The Tile Calorimeter is complemented by a triple calibration system that allows
equalization and monitoring of the signal at various stages. A radioactive source,
pushed by an hydraulic system across the calorimeter, generates a signal in the
scintillator tiles, allowing to equalize the response of each cell; a laser pulse, injected
at the input of the photomultiplier, is used to test the stability of the complete
readout chain; finally a dedicated Charge Injection System allows to test the response
of the front-end electronics for each channel.
A dedicated algorithm, the Non-Iterative Optimal Filtering method (OF-NI), is
executed in Digital Signal Processors and is responsible for the online reconstruction
of the signal time and amplitude. The reconstruction rate for the whole calorimeter
cannot exceed the Level 1 Trigger output rate of 100 kHz, otherwise the event signal
is completely lost. This is far from a simple effort due the large amount of background
events.
In this thesis the focus is on validation aspects of the OF-NI reconstruction for
the TileCal signal, mainly using the tools provided by the Charge Injection System; a
preliminary analysis of the signal reconstruction in proton collision is also presented.

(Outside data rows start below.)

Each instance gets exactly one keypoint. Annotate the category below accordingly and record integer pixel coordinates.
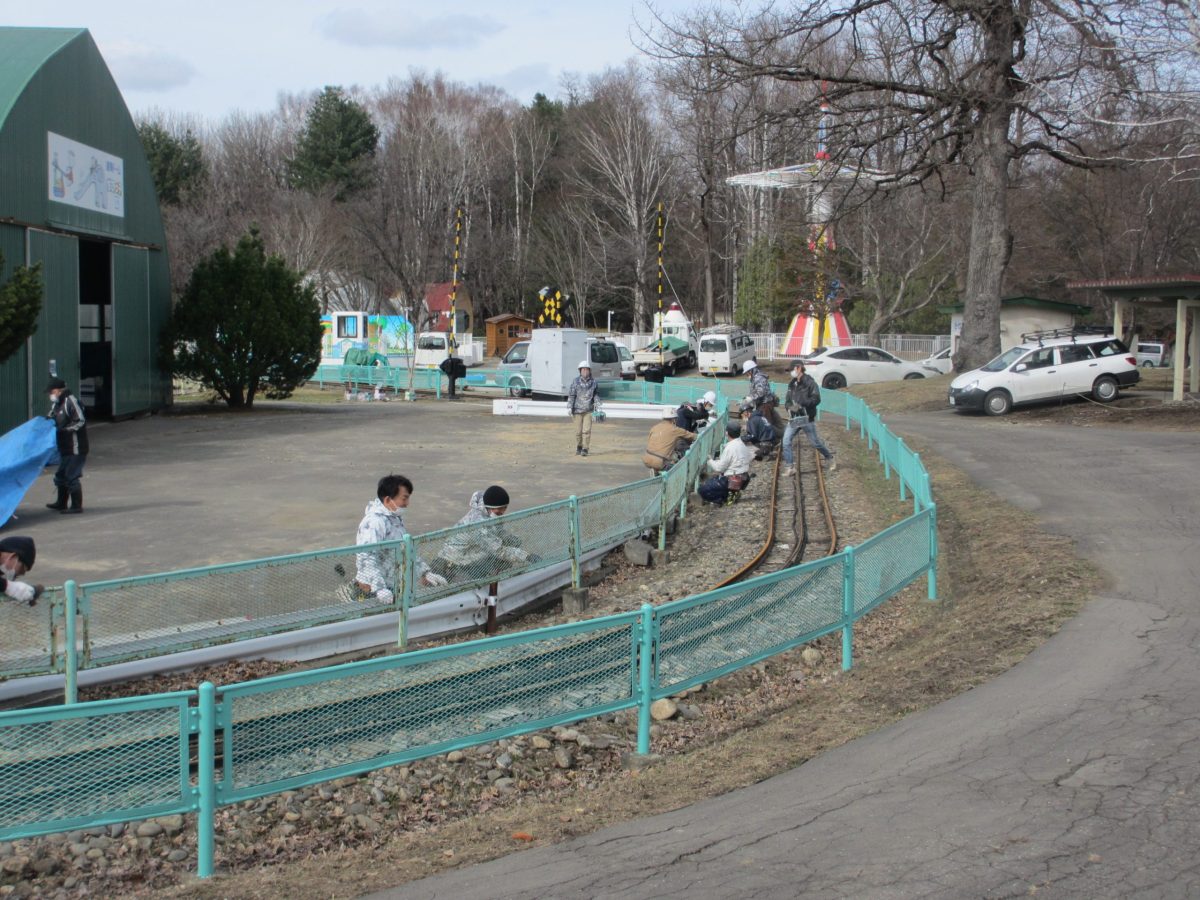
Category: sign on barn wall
(84, 177)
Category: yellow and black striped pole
(661, 360)
(454, 282)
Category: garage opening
(96, 328)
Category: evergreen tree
(245, 323)
(177, 163)
(337, 142)
(21, 300)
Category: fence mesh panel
(151, 616)
(481, 552)
(609, 516)
(696, 639)
(72, 767)
(303, 726)
(889, 561)
(25, 642)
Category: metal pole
(645, 679)
(205, 780)
(71, 690)
(847, 609)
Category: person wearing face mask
(17, 556)
(486, 550)
(72, 439)
(376, 569)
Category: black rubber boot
(76, 502)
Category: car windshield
(1005, 360)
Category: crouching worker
(731, 469)
(485, 550)
(666, 443)
(17, 556)
(376, 569)
(757, 431)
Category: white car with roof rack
(1049, 365)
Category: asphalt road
(1074, 774)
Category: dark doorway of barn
(96, 328)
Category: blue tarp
(24, 453)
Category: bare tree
(947, 83)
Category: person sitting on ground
(376, 569)
(485, 550)
(17, 556)
(757, 431)
(694, 417)
(665, 444)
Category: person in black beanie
(72, 441)
(17, 556)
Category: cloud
(139, 69)
(359, 28)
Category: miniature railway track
(799, 520)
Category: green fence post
(847, 609)
(205, 779)
(931, 573)
(663, 510)
(645, 679)
(576, 544)
(71, 688)
(408, 586)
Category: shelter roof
(23, 52)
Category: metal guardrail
(109, 761)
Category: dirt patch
(1003, 587)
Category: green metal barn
(77, 196)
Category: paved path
(1074, 774)
(177, 491)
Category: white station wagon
(1048, 365)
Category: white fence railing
(768, 343)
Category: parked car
(724, 349)
(515, 370)
(1150, 354)
(834, 367)
(628, 367)
(1048, 365)
(940, 361)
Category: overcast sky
(211, 57)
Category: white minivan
(724, 349)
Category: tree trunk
(990, 243)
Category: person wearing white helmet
(694, 415)
(581, 402)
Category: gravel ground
(150, 856)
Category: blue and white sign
(84, 177)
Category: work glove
(22, 592)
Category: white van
(724, 349)
(555, 357)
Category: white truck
(555, 357)
(675, 345)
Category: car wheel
(997, 402)
(1105, 389)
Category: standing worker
(581, 402)
(802, 400)
(72, 441)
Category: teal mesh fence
(309, 727)
(93, 763)
(708, 635)
(87, 765)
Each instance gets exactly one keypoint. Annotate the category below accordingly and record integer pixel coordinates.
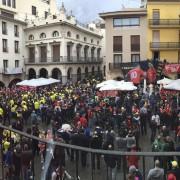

It will be shown that a good understanding of both the hardware and the al-
gorithm implementation is required in order to validate the reconstruction and to
evaluate the systematics induced on the signal amplitude and time.
In the last part of the thesis a timing monitor is presented which allows to control
the stability and the performances of the signal reconstruction.
This work is part of the contribution to the Tile Signal Reconstruction
And Validation Task Force, a group dedicated to the validation of the online
signal reconstruction in TileCal.